O ministro Alexandre de Moraes, do Supremo Tribunal Federal (STF), determinou a prisão sigilosa de Silvia de Amorim Jesus, diarista de 46 anos, para que cumpra pena de 14 anos de reclusão em regime fechado, em decorrência do trânsito em julgado da ação penal referente aos atos violentos ocorridos em 8 de janeiro de 2023 no Planalto e no Congresso Nacional.
Contexto Institucional e Histórico da Medida
A decisão do magistrado, formalizada no dia 27 de agosto, foi comunicada à Polícia Federal por meio de mandado expedido diretamente do gabinete do ministro, com base no já consolidado trânsito em julgado da ação penal que apura a participação da ré em invasões promovidas por grupos radicais durante o chamado '3º dia da democracia'
A investigação da Polícia Federal revelou que Silvia de Amorim Jesus, natural de Jaru (Rondônia), coordenou ativamente a invasão ao Palácio do Planalto, utilizando mensagens que incitavam à tomada do poder e celebravam a depredação das estruturas públicas, conforme consta dos extratos analíticos dos dispositivos eletrônicos apreendidos.
No âmbito da apuração, o Ministério Público Federal ampliou a denúncia inicial, que incluía apenas associação criminosa e incitação ao crime, para englobar crimes mais graves como associação criminosa armada, abolição violenta do Estado Democrático de Direito, golpe de Estado, dano qualificado e deterioração de patrimônio tombado, evidenciando o grau de gravidade das condutas atribuídas à investigada.

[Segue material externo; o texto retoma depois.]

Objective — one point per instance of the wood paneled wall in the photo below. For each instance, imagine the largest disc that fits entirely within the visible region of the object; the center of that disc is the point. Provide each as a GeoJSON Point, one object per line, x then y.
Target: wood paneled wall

A ordem judicial reforça a urgência do cumprimento da pena, em regime fechado, considerando o risco concreto à ordem pública e a reiterada conduta violenta praticada pela ré durante o episódio histórico que abalou as instituições federais.

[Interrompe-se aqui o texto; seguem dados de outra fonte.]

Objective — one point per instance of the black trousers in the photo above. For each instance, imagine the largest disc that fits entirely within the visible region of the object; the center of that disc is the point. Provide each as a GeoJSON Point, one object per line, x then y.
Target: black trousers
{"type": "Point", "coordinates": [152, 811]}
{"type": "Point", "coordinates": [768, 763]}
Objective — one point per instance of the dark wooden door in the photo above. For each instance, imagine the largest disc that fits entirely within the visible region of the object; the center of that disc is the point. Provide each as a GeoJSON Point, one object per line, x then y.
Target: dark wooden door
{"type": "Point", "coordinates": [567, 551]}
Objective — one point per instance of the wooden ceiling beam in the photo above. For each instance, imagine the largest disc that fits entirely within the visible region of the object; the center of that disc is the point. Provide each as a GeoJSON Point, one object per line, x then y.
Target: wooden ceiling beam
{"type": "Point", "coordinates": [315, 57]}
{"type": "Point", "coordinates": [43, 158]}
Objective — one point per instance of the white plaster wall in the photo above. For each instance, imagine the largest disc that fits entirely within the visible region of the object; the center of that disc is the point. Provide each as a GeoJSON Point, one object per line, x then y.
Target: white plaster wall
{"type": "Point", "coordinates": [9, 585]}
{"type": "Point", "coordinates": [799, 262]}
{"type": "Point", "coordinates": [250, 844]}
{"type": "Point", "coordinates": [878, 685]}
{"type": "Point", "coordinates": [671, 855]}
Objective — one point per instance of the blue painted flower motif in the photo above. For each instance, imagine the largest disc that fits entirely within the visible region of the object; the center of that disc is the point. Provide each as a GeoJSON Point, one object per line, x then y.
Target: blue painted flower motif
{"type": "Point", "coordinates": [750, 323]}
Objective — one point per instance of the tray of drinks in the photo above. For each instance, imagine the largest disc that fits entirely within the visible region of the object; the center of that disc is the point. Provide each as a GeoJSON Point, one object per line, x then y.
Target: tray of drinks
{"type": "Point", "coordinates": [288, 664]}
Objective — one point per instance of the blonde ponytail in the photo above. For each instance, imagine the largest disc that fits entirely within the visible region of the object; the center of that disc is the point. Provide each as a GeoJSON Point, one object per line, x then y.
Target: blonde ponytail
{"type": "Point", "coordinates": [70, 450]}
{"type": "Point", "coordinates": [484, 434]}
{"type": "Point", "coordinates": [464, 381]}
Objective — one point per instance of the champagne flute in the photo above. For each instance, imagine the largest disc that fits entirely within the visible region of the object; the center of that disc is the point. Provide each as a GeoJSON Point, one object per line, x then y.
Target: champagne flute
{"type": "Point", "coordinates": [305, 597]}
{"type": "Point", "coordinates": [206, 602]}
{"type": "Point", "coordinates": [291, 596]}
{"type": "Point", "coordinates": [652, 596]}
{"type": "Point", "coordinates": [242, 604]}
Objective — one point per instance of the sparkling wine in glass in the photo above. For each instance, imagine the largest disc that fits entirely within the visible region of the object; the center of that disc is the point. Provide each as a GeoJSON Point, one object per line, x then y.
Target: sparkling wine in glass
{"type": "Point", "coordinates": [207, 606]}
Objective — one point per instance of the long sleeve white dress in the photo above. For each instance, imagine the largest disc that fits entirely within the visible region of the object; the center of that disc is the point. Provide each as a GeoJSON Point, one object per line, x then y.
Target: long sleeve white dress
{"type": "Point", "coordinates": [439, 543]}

Silvia de Amorim Jesus foi condenada a 14 anos de reclusão por participação nos ataques de 8 de janeiro, incluindo abolição violenta do Estado Democrático de Direito e dano a patrimônio tombado.
Repercussão Jurídica e Posicionamentos
A decisão foi unânime entre sete dos onze ministros do STF, entre eles Dias Toffoli, Cármen Lúcia e Gilmar Mendes, enquanto Nunes Marques, Luiz Fux e André Mendonça divergiram, sinalizando tensões ideológicas sobre o alcance da punição para os envolvidos nos atos subversivos.
A defesa de Silvia declarou publicamente seu propósito de interpor recurso criminal contra a condenação, argumentando vícios processuais e pedindo revisão da sentença por considerar as provas circunstanciais insuficientes para comprovar sua participação direta nos atos violentos.